Weibo Archive for China's Anti-Corruption Campaign
Collection Overview:
Title: Weibo Archive for China's Anti-Corruption Campaign
Arrangement: The data is available as one downloadable file in different format such as Excel (xlsx) and HTML.
Languages: Chinese
Abstract:
The weibo archive collection contains a data set of tweets collected from the Weibo microblogging platform about China's anti-corruption campaign, a major political movement launched by the Chinese President Xi Jinping right after he was named after General Secretary of the CPC in November 2012. This Collection collected tweets relating to the nonofficial voices on anti-corruption campaign since July 2016.
Scope and Contents of Materials
The weibo archive collection contains a data set of tweets collected from the Weibo microblogging platform about a new, effective anti-corruption campaign initiated by President Xi Jiping in China in 2013. This data set contains tweets archived since July 2016.
The tweets are gathered via the Weibo API using Social Feed Manager developed by the George Washington University Libraries, an open source software to retrieve social media data from Twitter, Weibo and other platforms.
This data archive is available for download. For information on accessing the archive, see the Access and Restrictions section of this finding aid.
Subject/Index Terms
Administrative Information:
Access Restrictions: Due to Weibo Terms of Service, this data archive is accessible only to the George Washington University. For specific questions, please contact grc@gwu.edu
Use Restrictions: Due to Weibo Terms of Service, this data archive is only accessible onsite at the George Washington University.

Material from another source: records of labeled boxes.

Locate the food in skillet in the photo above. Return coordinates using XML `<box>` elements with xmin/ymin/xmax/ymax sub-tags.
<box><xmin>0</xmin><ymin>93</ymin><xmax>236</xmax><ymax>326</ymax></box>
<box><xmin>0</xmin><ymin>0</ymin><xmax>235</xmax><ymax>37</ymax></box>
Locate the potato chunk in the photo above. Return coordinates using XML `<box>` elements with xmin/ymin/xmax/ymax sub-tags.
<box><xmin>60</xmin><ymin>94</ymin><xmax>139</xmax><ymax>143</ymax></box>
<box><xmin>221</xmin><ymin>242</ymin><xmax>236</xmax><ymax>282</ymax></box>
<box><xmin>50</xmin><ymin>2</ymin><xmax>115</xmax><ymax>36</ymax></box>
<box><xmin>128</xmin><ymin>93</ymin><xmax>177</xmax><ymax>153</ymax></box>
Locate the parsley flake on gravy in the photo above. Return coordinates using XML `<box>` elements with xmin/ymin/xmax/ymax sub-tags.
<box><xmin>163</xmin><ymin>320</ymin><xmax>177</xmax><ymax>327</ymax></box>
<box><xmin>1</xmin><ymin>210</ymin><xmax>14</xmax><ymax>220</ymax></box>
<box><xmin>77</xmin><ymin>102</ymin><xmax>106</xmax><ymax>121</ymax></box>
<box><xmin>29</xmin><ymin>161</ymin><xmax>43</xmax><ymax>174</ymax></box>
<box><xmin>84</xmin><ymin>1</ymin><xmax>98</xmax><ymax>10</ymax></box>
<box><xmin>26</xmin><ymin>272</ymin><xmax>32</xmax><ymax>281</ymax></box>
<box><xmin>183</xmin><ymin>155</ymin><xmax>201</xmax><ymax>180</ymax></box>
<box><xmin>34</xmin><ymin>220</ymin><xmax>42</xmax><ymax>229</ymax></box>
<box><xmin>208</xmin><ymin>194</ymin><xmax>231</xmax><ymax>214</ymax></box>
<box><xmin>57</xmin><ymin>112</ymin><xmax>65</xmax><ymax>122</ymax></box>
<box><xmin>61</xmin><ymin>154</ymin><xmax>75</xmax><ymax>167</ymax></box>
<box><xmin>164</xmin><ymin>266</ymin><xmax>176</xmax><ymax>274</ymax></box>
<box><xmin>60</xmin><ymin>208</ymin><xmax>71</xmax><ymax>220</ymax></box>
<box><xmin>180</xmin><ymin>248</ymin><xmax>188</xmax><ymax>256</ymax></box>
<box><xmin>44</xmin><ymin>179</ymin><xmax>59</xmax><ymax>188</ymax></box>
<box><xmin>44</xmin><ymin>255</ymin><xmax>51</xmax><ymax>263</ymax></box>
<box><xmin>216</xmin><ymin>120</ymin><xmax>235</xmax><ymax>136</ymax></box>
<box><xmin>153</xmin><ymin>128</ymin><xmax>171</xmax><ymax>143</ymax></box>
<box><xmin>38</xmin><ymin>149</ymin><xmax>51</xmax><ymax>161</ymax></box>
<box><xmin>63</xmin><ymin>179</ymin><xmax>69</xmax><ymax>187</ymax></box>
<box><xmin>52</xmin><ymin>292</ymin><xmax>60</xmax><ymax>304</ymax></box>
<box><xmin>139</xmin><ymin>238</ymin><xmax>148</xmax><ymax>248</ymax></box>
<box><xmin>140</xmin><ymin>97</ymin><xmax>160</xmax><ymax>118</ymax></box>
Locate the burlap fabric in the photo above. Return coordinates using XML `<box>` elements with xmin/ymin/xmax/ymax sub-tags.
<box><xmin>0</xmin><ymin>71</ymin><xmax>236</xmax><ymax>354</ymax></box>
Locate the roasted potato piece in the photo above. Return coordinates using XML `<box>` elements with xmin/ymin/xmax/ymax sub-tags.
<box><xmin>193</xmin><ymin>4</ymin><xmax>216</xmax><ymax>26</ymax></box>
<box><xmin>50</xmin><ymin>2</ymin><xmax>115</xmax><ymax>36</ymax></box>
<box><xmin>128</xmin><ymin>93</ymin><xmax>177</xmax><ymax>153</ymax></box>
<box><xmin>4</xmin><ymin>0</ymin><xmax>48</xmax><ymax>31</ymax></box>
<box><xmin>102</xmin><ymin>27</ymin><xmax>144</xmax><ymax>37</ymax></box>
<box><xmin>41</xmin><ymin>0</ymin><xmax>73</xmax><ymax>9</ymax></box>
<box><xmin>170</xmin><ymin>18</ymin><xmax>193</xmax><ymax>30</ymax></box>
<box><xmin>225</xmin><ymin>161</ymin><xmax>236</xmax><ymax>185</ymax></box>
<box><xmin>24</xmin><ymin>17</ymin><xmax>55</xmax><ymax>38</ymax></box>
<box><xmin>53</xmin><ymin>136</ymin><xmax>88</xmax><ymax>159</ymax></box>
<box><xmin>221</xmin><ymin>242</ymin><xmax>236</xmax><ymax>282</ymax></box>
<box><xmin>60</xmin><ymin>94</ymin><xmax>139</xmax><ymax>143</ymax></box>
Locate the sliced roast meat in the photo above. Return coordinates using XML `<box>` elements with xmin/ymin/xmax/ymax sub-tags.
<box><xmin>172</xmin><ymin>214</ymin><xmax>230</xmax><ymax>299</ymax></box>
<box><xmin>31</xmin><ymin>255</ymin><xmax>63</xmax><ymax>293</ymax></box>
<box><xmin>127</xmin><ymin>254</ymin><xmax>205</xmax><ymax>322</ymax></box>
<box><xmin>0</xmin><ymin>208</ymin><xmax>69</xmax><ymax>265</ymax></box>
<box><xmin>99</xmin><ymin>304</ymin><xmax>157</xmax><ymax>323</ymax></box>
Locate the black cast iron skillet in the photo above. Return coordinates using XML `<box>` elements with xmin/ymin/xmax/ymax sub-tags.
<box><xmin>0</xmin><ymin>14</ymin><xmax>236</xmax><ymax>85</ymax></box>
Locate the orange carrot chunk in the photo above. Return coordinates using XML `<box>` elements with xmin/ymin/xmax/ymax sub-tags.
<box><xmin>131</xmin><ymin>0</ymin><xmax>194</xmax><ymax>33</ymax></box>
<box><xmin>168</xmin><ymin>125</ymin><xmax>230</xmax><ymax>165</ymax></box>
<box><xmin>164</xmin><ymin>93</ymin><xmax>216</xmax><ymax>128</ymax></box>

Acquisition Method: This collection was acquired and collected by the George Washington University using the Social Feed Manager.
Processing Information: This collection was a collaboration between Johns Hopkins University, Georgetown University and George Washington University. Project members include: Yunshan Ye, Cathy Zeljak, Ding Ye, Daniel Kerchner, Victor Tan, Laura Wrubel, Justin Littman and Yan He.